Site Reliability Engineering (SRE) at Google is an engineering discipline that combines software and systems engineering to build and run large-scale, massively distributed, fault-tolerant systems. As a Software Developer II in the SRE team, you'll be responsible for ensuring Google's services maintain reliability and uptime while focusing on performance and capacity optimization. The role involves creative problem-solving, automation, and system optimization.
SRE at Google follows key principles including limiting operational work, conducting blameless postmortems, and proactively identifying potential outages. The team embraces a culture of diversity, intellectual curiosity, and openness, bringing together people with varied backgrounds and perspectives. You'll work in a blame-free environment that encourages collaboration, big thinking, and risk-taking.
The position offers competitive compensation including base salary, bonus, equity, and comprehensive benefits. You'll have opportunities to work on meaningful projects while receiving support and mentorship for professional growth. The role involves managing project priorities, deadlines, and deliverables, as well as designing, developing, testing, deploying, maintaining, and enhancing software solutions.

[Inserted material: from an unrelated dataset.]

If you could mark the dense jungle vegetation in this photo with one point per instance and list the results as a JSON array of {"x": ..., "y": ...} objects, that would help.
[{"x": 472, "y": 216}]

Google's SRE team is known for their innovative approaches to operations problems, creating their own engineering solutions and maintaining a fast rate of improvement. You'll be part of a team that's responsible for both internally critical and externally-visible systems, using a broad spectrum of tools and approaches to solve complex problems. This role offers a unique opportunity to impact Google's infrastructure at scale while working with cutting-edge technology and brilliant colleagues.